Everybody has to start somewhere, and everybody makes mistakes. I never intended to purchase a server, but while shopping online for hard drives for my ever growing collection of Linux ISOs, I stumbled across a 4TB drive on Amazon for only $30 USD. I purchased the drive without a second thought, but when it arrived, I noticed it didn't fit in my PC... After hours of struggling, I finally looked it up and realized I had purchased a SAS drive, rather than SATA.

At the time I didn't know what SAS drives were, I thought it was no different than SATA. I was wrong. After doing research, albeit poor research, I decided I needed to purchase a device capable of using SAS drives, I scrolled through Newegg, Amazon, and Ebay, looking for servers. I stumbled across a refurbished HP ProLiant DL380 Server for $149 on Newegg.

However, when it arrived I realized something.. it only had space for 2.5 inch drives, so instead of returning the server, I took it apart and plugged the drive into the backplane and set the drive on top. It was very sketchy, but it worked. Then I had another issue, the server had no SATA power for my other drives. I ended up taking a power supply from my dad's old Dell PC and used a paperclip, shorting two pins and using that for SATA power. What's worse is that I used this method for my boot drive, which was an old 2.5 inch SSD I had lying around. I don't recommend doing this for a boot drive like I did.
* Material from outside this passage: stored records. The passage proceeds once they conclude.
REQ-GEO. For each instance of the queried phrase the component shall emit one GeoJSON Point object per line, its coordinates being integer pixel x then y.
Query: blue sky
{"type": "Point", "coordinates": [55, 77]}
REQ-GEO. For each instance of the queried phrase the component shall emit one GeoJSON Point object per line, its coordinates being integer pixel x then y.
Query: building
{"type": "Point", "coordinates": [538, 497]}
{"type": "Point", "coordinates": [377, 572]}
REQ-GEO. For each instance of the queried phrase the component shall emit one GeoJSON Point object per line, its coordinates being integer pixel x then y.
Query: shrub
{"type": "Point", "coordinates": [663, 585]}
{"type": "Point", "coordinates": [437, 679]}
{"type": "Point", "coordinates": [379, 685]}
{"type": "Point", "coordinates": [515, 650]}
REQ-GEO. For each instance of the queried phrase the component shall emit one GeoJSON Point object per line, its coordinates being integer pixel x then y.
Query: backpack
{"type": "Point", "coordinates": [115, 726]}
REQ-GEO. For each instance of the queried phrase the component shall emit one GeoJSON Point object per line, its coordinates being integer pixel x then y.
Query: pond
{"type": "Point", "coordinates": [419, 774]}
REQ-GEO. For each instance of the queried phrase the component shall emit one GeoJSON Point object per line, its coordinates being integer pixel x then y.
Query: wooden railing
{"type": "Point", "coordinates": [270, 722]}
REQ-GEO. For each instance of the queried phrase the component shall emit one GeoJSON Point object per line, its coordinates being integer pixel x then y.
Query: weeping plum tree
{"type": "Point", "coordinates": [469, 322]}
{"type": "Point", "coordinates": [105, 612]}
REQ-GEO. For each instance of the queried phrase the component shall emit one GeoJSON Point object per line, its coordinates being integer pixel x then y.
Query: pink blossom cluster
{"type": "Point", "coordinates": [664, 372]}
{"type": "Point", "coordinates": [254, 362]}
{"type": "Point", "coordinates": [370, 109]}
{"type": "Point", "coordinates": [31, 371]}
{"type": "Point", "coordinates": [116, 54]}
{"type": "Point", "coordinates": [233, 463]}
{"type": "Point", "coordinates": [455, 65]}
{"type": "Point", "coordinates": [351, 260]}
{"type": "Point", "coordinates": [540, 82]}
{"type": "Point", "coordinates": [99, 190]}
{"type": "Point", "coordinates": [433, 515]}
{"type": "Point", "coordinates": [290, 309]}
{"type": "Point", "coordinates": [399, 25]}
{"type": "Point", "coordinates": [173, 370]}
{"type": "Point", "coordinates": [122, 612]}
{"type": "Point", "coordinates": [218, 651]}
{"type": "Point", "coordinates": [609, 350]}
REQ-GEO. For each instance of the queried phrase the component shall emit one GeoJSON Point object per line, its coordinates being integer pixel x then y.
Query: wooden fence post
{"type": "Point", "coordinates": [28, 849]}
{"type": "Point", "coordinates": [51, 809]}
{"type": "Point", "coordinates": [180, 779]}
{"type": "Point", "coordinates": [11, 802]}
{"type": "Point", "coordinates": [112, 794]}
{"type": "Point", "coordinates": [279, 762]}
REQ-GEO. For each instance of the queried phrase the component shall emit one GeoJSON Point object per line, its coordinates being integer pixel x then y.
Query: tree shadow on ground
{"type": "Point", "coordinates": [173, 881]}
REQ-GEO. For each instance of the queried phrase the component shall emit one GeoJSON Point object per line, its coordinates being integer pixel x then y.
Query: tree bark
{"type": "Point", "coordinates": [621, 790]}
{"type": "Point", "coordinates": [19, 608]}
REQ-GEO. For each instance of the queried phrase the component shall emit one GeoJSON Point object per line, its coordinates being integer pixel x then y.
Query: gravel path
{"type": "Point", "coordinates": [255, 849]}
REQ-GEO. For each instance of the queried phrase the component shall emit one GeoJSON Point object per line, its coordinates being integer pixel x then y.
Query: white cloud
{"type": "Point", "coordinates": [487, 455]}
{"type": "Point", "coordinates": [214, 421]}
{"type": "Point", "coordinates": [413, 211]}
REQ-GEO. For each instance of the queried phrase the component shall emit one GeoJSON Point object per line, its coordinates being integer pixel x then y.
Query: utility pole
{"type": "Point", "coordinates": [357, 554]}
I ended up using Ubuntu as the operating system. I knew nothing about Linux, I think some reddit user recommended it. I still use Ubuntu to this day for all my servers, but I soon plan to switch to visualizing my servers to save space and money. Learning Linux from scratch took me longer than I'd like to admit, even after 4 years I still end up having to google a simple command I've done hundreds of times. This server ran Plex, Sonarr, Radarr, Jellyfin, and the occasional 2 week Minecraft server.

This server ran for over 3 years without issue, I can actually recommend buying an old refurbished server for starting your own HomeLab, if you can deal with the excess power consumption, the noise, and the headaches of having older hardware. But for $150? I recommend it!